Ce jeudi se déroulait le concert symphonique d’IAM aux Nuits de Fourvière. Le groupe était accompagné par le Conservatoire à rayonnement régional (CRR). Philippe Egasse, régisseur général du CRR de Lyon, revient sur la collaboration avec le groupe.
Lyon Capitale : Comment s’est passée la collaboration avec le groupe ?
Philippe Egasse : Les Nuits de Fourvière nous proposent chaque année des collaborations avec des artistes qui jouent pendant le festival. Avec IAM, nous avons travaillé deux jours complets au conservatoire, à savoir deux fois 6 heures. Ensuite, on s’est retrouvé, le jour du concert pour 3 heures de raccord sur le plateau. On est vraiment dans les conditions professionnelles qu’on essaye d’inculquer à nos étudiants toute l’année. On leur explique que, dans la vraie vie, quand ils seront sortis du conservatoire, ils auront très peu de temps pour travailler leurs partitions et pour répéter. Les partitions ont, tout de même, été envoyées aux étudiants au préalable, maintenant de là à savoir s’ils les ont travaillées à l’avance, je ne sais pas. Il faut savoir que dans ce genre de musique ce n’est pas techniquement très difficile, mais le plus dur c’est de mettre tout en place avec les DJs et avec la musique électronique, sur laquelle ils ont très peu l’habitude de travailler.
Qui sont les élèves qui ont joué hier ?
Les élèves que nous avons choisis pour cette représentation sont des élèves essentiellement en voie de professionnalisation. C’est-à-dire qu’ils sont en troisième cycle spécialisé et cycle perfectionnement. Ils ont une moyenne d’âge d’environ 20 ans.
Comment s’est passée la relation entre le groupe et les élèves ?

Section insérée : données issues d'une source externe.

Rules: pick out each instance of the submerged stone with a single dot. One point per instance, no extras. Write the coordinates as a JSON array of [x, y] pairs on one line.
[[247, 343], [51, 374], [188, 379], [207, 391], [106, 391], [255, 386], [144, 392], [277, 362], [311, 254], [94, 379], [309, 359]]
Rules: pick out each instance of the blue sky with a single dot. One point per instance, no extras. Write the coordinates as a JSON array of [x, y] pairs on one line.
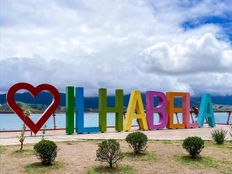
[[168, 45]]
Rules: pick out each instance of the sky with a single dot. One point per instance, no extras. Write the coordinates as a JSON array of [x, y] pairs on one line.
[[168, 45]]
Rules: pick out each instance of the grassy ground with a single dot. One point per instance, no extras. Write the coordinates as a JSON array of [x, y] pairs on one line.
[[160, 157]]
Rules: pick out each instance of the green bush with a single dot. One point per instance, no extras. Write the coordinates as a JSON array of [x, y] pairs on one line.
[[109, 151], [193, 145], [219, 135], [46, 151], [137, 141]]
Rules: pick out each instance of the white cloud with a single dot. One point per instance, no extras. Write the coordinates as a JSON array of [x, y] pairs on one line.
[[99, 44], [195, 55]]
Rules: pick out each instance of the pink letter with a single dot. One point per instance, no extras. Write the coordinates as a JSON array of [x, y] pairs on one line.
[[160, 109]]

Je ne vais pas trahir un secret, mais je pense que les deux camps étaient aussi anxieux de se rencontrer. Et en une heure, même pas, une grande connivence s’est établie. Le groupe IAM est composé de vrais musiciens et ils avaient en face deux d’autres vrais musiciens aussi, donc le langage de la musique est passé tout de suite. Il y a eu un vrai travail de professionnel entre eux. C’est un groupe très accessible, très pédagogue, très sympathique. Donc les élèves ont été très vite détendus. Je dois dire qu’il y a même eu une complicité rapidement. Je les ai vus à chaque pause parler avec IAM comme s’ils les avaient fréquentés depuis toujours.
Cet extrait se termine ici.